Writing on Moneyweb yesterday, Keith McLachlan picked out three “bizarre facts” from the JSE in recent times. He started with Naspers and how it shaped up against Eskom (not a great barometer):
The latest estimate of debt held by struggling SA power utility Eskom is said to be around R392 billion. This whopping figure, though, is dwarfed by Naspers’s (code: NPN) collapse in market cap on the JSE.
From its high on November 21, 2017, with a market cap of R1 804 billion, Naspers has fallen to a low (at the time of writing this) of a market cap of R606 billion.
This is a negative swing in value of R1 197 billion.
That means Naspers management has the dubious distinction of having wiped out more than triple the debt of Eskom…

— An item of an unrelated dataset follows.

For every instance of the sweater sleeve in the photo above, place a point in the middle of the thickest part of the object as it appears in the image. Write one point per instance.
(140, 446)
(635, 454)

As of this morning, the year-to-date share price shows a drop of more than 27%:
Over the past 12 months, you’re looking at just shy of 50%:
McLachlan does point out that a large part of that drop is because of Naspers’ investment in Chinese company Tencent.
Regulatory pressure in China, especially around the technology sector, has seen the conglomerate lose more than 37% in value over the past 12 months.
On CapeTalk’s The Money Show with Bruce Whitfield, McLachlan went into greater detail about the market value drop and why it has some investors worried:
Tencent has traded down and therefore has carried Naspers down with it, but – and herein lies the subtlety – management doesn’t manage Tencent, they manage Naspers and Prosus…
They didn’t have to follow it down. They could have sold, they could have unbundled… They could have done a lot of things to realise value, protect value and diversify the company. If the buck doesn’t stop with management, where does it stop?
He went on to say that recent developments have shone a light on problems with Naspers’ structure.